DOC Add links to KMeans examples in docstrings and the user guide (scikit-learn#27799)

marenwestermann · web-flow · commit 056864d9c558 · 2024-01-06T04:11:52.000+01:00
diff --git a/doc/modules/clustering.rst b/doc/modules/clustering.rst
@@ -182,6 +182,10 @@ It suffers from various drawbacks:
    :align: center
    :scale: 50
 
+For more detailed descriptions of the issues shown above and how to address them,
+refer to the examples :ref:`sphx_glr_auto_examples_cluster_plot_kmeans_assumptions.py`
+and :ref:`sphx_glr_auto_examples_cluster_plot_kmeans_silhouette_analysis.py`.
+
 K-means is often referred to as Lloyd's algorithm. In basic terms, the
 algorithm has three steps. The first step chooses the initial centroids, with
 the most basic method being to choose :math:`k` samples from the dataset
@@ -218,7 +222,9 @@ initializations of the centroids. One method to help address this issue is the
 k-means++ initialization scheme, which has been implemented in scikit-learn
 (use the ``init='k-means++'`` parameter). This initializes the centroids to be
 (generally) distant from each other, leading to probably better results than
-random initialization, as shown in the reference.

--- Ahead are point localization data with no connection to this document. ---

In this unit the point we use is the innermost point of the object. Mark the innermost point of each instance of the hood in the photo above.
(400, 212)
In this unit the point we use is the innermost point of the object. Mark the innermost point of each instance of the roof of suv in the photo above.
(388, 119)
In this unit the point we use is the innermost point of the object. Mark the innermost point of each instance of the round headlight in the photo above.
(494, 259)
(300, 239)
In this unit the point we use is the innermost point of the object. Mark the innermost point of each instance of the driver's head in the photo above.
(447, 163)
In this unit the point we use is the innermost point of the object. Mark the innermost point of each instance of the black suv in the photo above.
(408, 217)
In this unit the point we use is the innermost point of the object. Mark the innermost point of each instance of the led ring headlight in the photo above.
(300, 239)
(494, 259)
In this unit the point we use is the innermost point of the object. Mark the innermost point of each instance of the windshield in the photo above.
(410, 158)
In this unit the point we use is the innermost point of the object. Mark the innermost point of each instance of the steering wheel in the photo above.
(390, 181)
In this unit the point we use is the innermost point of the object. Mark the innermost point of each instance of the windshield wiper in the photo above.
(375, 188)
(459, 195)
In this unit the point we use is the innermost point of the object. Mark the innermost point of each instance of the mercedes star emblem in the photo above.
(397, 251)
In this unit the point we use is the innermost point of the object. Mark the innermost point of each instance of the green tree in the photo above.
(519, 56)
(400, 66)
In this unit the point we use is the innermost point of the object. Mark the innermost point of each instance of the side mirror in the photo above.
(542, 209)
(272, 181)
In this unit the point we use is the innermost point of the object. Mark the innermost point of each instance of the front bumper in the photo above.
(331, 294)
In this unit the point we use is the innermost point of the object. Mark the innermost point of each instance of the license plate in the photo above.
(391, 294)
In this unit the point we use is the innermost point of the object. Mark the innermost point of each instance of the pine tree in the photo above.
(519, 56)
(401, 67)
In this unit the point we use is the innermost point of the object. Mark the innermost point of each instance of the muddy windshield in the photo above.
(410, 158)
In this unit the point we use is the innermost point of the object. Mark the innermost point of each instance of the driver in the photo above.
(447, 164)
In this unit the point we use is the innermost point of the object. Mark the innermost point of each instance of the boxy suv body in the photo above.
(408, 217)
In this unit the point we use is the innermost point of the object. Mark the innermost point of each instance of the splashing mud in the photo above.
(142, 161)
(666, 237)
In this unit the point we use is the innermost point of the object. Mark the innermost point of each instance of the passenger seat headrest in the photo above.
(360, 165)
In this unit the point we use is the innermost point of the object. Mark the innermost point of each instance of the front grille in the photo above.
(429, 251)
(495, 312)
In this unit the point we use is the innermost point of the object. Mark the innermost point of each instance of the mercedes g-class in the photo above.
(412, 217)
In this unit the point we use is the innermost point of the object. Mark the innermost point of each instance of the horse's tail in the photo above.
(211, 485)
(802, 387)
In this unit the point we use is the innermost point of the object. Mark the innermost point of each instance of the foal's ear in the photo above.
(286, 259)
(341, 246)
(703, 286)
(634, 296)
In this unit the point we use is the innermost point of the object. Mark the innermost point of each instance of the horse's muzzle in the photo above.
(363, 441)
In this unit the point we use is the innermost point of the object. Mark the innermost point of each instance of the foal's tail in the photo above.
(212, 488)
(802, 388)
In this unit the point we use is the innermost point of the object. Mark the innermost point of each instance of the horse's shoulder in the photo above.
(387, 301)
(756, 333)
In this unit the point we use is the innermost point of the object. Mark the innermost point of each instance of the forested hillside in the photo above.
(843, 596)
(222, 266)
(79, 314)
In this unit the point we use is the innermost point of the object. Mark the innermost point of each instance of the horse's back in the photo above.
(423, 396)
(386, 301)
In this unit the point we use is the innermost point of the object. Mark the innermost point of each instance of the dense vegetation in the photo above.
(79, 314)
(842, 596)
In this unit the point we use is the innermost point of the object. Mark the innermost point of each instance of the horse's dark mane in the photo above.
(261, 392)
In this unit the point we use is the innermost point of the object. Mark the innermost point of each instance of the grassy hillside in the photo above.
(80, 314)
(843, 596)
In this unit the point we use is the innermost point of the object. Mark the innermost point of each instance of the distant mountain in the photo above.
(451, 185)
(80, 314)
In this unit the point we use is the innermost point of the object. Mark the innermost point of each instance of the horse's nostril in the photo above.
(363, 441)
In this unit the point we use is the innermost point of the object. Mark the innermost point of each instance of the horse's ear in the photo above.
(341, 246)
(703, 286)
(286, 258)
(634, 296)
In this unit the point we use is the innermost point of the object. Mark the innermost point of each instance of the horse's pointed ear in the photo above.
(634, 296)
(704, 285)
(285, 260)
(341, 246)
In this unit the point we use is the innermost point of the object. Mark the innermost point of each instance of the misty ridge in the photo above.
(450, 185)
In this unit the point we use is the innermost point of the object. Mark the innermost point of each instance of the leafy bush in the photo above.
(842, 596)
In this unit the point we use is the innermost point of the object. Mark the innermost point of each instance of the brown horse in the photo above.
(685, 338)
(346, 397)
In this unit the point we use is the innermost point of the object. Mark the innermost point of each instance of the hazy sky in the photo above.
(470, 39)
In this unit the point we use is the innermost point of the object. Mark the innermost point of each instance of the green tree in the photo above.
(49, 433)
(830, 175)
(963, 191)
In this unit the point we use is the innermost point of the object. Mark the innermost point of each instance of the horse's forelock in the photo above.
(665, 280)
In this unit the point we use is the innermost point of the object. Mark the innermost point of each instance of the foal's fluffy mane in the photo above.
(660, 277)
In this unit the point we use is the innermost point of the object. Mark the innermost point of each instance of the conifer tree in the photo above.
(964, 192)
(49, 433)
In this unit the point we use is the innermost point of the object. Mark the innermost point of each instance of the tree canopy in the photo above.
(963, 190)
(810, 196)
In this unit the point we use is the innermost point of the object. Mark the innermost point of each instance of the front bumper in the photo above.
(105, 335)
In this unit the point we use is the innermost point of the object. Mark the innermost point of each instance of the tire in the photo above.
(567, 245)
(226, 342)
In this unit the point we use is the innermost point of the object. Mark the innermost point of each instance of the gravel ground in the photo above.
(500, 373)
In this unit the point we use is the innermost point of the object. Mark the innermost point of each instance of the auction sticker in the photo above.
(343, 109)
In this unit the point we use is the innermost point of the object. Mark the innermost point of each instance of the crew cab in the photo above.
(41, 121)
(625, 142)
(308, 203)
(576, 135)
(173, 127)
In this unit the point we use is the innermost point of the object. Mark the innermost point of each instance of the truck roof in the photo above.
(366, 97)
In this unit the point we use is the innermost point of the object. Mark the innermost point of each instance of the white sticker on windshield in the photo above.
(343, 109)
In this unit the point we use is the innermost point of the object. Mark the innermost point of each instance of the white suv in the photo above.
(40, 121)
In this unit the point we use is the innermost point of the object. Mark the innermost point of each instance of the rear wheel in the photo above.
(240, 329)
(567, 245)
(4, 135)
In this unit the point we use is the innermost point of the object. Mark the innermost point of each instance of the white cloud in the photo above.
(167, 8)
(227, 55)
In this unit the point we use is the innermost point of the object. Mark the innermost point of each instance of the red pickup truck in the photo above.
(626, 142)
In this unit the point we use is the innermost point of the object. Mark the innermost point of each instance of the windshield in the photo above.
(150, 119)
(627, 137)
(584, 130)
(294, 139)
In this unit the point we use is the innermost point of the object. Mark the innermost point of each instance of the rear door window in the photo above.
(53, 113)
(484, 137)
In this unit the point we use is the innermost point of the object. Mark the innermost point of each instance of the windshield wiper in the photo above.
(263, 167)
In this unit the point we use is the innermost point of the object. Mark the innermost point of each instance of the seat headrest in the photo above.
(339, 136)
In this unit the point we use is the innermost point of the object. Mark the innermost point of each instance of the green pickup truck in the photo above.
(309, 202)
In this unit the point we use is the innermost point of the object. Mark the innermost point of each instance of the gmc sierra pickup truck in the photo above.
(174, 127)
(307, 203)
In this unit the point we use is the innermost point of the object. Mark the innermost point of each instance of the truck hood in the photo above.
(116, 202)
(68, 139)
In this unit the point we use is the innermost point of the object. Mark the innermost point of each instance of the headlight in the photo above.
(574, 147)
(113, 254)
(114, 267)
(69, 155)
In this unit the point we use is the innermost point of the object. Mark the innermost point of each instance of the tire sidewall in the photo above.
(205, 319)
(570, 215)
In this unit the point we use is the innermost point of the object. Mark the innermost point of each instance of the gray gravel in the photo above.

+random initialization, as shown in the reference. For a detailed example of
+comaparing different initialization schemes, refer to
+:ref:`sphx_glr_auto_examples_cluster_plot_kmeans_digits.py`.
 
 K-means++ can also be called independently to select seeds for other
 clustering algorithms, see :func:`sklearn.cluster.kmeans_plusplus` for details
@@ -231,7 +237,17 @@ weight of 2 to a sample is equivalent to adding a duplicate of that sample
 to the dataset :math:`X`.
 
 K-means can be used for vector quantization. This is achieved using the
-transform method of a trained model of :class:`KMeans`.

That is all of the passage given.